Source: Bundesministerium fur Arbeit und Soziales
In Cortina d’Ampezzo hat die Ministerin das deutsche Team bei den Wettkämpfen unterstützt
Bundesministerin Bas besucht das Paralympische Dorf in Cortina. Von links nach rechts: Snowboarder Christian Schmiedt, DBS-Vorstandsmitglied Benedikt Ewald, Bundesministerin Bärbel Bas, Skifahrerin Anna-Lena Forster, Skifahrerin Anna-Lena Rothfuss, DBS-Präsident Hans-Jörg Michels.
Zwei Goldmedaillen, sechs Silbermedaillen, neun Bronzemedaillen – das ist die starke Bilanz des deutschen Teams bei den Paralympischen Spiele 2026 in Mailand und Cortina.

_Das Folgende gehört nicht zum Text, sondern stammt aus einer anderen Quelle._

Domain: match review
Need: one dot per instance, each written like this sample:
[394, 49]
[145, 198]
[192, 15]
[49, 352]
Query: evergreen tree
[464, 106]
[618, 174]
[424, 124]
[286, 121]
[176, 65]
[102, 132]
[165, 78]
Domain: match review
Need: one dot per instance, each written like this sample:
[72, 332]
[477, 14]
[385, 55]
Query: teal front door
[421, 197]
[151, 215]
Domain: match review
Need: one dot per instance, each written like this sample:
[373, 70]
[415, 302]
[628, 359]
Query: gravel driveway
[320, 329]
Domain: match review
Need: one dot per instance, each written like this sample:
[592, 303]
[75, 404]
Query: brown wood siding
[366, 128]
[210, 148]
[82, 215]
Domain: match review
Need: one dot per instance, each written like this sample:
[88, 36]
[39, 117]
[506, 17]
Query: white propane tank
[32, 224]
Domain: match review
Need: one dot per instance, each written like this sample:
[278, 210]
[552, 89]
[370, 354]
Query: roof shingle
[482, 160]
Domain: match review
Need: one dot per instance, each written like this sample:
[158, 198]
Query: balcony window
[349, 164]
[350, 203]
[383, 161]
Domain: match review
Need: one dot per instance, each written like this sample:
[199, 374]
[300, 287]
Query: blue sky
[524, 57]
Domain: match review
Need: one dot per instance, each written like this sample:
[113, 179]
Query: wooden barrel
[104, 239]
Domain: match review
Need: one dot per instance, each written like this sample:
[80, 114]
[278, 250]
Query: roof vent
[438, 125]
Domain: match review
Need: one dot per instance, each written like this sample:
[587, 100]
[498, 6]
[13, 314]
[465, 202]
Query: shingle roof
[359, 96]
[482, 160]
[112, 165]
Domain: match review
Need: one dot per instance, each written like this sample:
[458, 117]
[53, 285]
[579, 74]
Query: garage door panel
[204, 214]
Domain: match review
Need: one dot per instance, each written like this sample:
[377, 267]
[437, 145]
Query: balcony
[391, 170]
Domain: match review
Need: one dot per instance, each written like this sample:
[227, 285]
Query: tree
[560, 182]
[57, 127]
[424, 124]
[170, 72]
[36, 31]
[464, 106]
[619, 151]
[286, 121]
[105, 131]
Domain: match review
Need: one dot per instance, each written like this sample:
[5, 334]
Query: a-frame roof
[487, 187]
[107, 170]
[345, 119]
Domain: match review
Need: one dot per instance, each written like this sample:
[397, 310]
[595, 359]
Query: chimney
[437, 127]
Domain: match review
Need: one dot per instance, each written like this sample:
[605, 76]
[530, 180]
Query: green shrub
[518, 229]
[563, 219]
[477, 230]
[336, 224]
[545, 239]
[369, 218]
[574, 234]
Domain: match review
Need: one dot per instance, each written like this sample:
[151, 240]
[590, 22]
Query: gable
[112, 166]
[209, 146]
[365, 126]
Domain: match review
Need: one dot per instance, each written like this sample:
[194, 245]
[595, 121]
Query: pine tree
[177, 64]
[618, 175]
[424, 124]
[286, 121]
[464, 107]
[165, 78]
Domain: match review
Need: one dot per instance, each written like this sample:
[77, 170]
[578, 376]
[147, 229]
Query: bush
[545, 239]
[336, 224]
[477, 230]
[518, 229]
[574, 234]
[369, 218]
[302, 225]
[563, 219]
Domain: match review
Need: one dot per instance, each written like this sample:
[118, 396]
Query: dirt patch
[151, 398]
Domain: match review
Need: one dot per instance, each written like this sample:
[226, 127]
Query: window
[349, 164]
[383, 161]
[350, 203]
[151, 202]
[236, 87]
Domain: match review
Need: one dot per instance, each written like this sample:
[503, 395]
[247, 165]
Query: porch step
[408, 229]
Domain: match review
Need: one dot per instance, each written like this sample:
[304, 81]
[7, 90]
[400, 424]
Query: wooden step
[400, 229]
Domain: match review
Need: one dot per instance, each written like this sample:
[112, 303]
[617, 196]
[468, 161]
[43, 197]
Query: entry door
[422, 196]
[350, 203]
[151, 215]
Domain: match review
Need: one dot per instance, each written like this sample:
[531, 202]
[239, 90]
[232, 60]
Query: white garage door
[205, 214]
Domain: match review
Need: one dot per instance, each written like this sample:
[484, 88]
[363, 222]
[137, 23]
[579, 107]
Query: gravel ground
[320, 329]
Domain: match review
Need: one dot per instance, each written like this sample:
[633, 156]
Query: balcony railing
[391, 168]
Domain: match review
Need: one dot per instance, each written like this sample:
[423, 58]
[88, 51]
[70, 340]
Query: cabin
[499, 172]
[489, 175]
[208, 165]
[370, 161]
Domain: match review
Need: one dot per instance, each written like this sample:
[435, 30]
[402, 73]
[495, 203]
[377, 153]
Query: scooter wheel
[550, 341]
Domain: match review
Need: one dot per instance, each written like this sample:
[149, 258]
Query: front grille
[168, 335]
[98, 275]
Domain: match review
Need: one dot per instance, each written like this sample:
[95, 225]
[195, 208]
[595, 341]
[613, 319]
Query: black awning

Bundesministerin Bärbel Bas hat am Wochenende die deutschen Athlet*innen in Cortina d’Ampezzo besucht und dabei deutlich gemacht: “Die Paralympischen Spiele stehen nicht nur für sportliche Höchstleistungen. Die Athletinnen und Athleten sind für viele Menschen auch Vorbilder und Motivation.”
Die Paralympics verändern die gesellschaftliche Wahrnehmung auf Menschen mit Behinderungen – und stärken damit die Inklusion. Sport schafft Gemeinschaft und baut Barrieren ab. Die Bundesregierung fördert die Verbände des Behindertensports sowie Projekte im Bereich des Rehabilitationssports und inklusiven Breitensports.